Aurobindo Pharma gets final USFDA approval

Aurobindo Pharma Limited today said it received final approval from the US Food and Drug Administration (USFDA) to manufacture Guaifenesin and Dextromethorphan Hydrobromide extended-release tablets, 600/30 mg and 1200/60mg (OTC) and the drug will be launched during the next quarter.

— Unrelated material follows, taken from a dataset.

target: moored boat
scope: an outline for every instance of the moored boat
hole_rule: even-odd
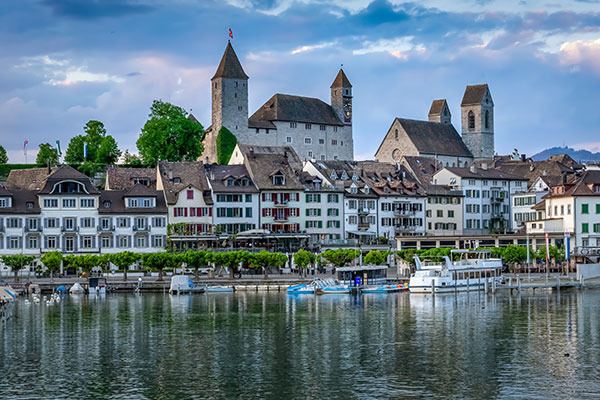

"Aurobindo's Guaifenesin and Dextromethorphan Hydrobromide extended-release tablets are the AB rated generic equivalent of Reckitt Benckiser's Mucinex DM tablets. The product will be launched in Q1 FY18 (in US)," it said.
Guaifenesin and Dextromethorphan Hydrobromide extended-release tablets helps loosen mucus and phlegm, and thin out bronchial secretions, making coughs more productive.
The approved product has an estimated market size of USD 235 million for the twelve months ending December 2016, Aurobindo said citing market research reports.

This is the 106th ANDA (including 21 tentative approvals) approved out of Unit VII formulation facility in Hyderabad, used for manufacturing oral products.
Aurobindo now has a total of 311 ANDA approvals (272 Final approvals including 16 from Aurolife Pharma LLC and 39 tentative approvals) from USFDA.